Resources and representations

Clarify the relationship between a resource and its representations (HTTP responses).

For a resource, what is a satisfactory representation? Can it be anything? If one representation is a photo, another perhaps shouldn't be a cartoon, but a lossy photo might be acceptable.

Are a resource's representations sufficient to figure out what the resource is - do they define the resource? What do 200 responses tell you about the resource, if anything?

Is http://news.google.com/ an information resource? If so, then its representations are representations of what?

Is there a difference between an information resource and its essence? Between its essence and its representations? What is the ontological type of an essence, what is its identity, and what are the operations on it?

 dbooth comments: I think the current WebArch definition of "information resource" is just plain wrong and needs to be fixed.  I think fixing that is an important part of what needs to be done.  The defining characteristic of an information resource is that it has the potential to give 200 responses, period.  Whether those responses convey the state of the resource, and whether the resource's essential characteristics can be conveyed in a message, are secondary matters.

How does Content-location: relate to representations?

Giving teeth to "web architecture"

How can you write a program (validator) to determine whether a web site is not following "web architecture"?

 dbooth comments: This will not be possible in general, because some aspects of the architecture involves real world intent.

Just using HTTP URIs

Clarify the argument that you can do everything with HTTP URIs.

There's a tag issue and finding saying "just use HTTP". So in scope for this group would be explaining and embellishing how to use HTTP. This may help in the struggle to explain why LSID and other [schemes] are unnecessary.

 dbooth comments: Not sure what more we should say about this.

Metadata

There's a need to be able to obtain metadata about a data source (similar to "getMetadata" in the LSID protocol). Maybe write this up and liaise with the HTTP WG.

 dbooth comments: Can you give an example of a use case for this?

E.g. How do you know how many representations there are (or will be) for a resource? Should there be a way?

 dbooth comments: Again, how about a use case?

Other issues

The specification of 303 See Other is not necessarily precise enough for the semantic web use case: It would be nice if we could at least expect RDF, and maybe specific kinds of information.

 dbooth comments: I agree with Stuart's comment that the content type should not be tied to the response code.

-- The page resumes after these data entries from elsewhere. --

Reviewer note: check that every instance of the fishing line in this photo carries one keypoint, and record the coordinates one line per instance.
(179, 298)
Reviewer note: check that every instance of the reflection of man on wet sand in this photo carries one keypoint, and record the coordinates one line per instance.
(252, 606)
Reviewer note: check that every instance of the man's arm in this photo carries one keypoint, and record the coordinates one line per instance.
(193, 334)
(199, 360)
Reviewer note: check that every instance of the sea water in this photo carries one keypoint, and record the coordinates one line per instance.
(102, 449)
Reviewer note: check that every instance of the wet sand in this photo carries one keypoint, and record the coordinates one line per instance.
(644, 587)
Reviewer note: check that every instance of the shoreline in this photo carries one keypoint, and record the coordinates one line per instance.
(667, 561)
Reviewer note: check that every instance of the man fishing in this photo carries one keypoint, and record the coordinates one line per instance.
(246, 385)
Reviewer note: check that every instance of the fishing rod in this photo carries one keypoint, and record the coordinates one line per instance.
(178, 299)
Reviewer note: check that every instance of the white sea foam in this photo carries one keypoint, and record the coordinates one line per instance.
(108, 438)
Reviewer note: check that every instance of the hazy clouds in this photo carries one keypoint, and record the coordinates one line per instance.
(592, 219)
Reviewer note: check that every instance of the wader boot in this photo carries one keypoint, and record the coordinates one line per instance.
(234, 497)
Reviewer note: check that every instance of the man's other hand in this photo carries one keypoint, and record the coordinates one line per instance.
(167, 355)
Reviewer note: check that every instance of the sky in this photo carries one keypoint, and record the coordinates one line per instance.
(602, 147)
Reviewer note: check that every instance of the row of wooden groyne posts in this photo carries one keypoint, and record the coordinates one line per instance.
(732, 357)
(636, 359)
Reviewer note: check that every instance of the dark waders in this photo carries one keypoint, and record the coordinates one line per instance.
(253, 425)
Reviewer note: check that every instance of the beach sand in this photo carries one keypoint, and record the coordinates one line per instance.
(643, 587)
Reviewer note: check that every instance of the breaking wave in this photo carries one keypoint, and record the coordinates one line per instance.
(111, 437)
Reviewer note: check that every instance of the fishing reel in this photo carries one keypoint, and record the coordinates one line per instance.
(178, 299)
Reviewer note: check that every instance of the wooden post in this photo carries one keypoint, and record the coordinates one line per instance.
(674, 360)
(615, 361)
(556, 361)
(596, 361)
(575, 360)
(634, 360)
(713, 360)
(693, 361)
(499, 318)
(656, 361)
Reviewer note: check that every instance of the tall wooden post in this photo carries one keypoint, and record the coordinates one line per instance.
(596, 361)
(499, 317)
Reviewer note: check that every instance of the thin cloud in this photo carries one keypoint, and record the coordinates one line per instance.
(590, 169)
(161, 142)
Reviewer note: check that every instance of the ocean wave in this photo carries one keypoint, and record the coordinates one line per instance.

Location independence: What happens when a resource moves and the community wants to do something about it (issue a "third-party redirect")?

 dbooth comments: I think this issue is a bit overblown.  I think it is far more important for the WebArch to make the chain of authority clear, from a URI to its declaration, than to try to prescribe what should be done if it breaks down.  We might say something, but it shouldn't be very much.

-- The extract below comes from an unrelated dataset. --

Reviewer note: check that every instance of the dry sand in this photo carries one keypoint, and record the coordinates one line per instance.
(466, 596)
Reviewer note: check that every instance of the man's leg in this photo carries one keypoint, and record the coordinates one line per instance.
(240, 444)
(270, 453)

Another issue is what to say about time and RDF. This keeps coming up. (Timbl: "architecture doesn't have time; new model of time is out of scope; but HTTP has its own notion of time.")

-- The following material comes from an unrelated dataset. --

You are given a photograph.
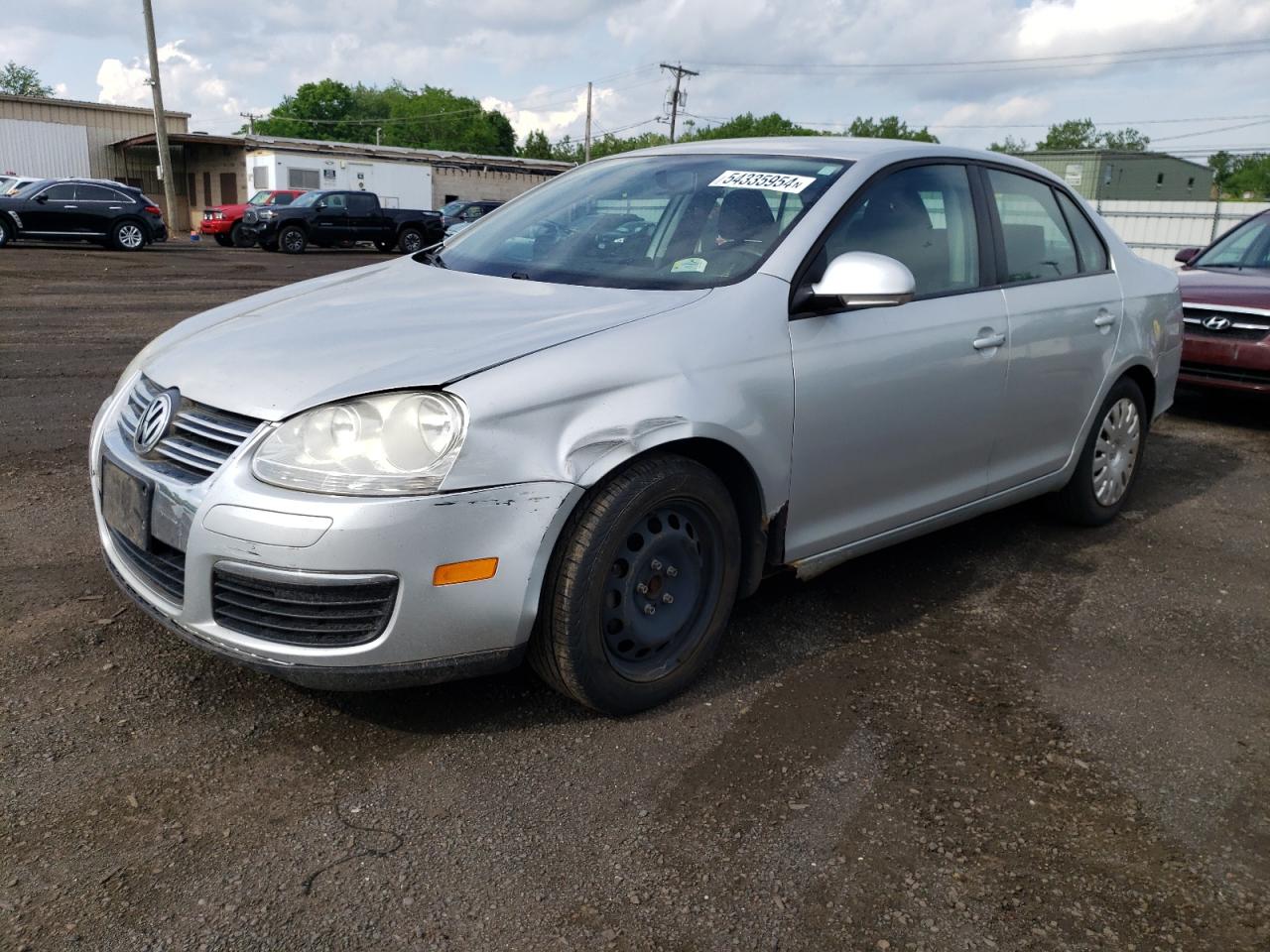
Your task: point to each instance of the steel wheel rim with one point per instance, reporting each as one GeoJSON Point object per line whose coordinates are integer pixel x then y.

What's the web analog for doing citation? (I.e. how to cite articles in published literature in such a way that we can tell when two RDF documents are citing the same article. Problems: common names, stability, third-party metadata.)

 dbooth comments: This seems to be more important to HCLS than I previously realized.  I think there are a variety of ways it can be done, and I'm not sure we are ready to endorse only one over others.  However, I think it would be good to explore the problem a bit.

Possible work products

Any output of this group is intended to be fed back to the TAG or other groups in order to inform or guide further action.

  • HTTP semantics ontology
  • List of problems that need to be solved, missing functionality, possible implementations
  • List of things needing better exposition
  • Set of best practices, to be folded into web architecture as a TAG finding
  • FAQ on web architecture and/or HTTP semantics
 dbooth comments: I think an HTTP semantics ontology should be our starting point, so that we can be clear in our discussions.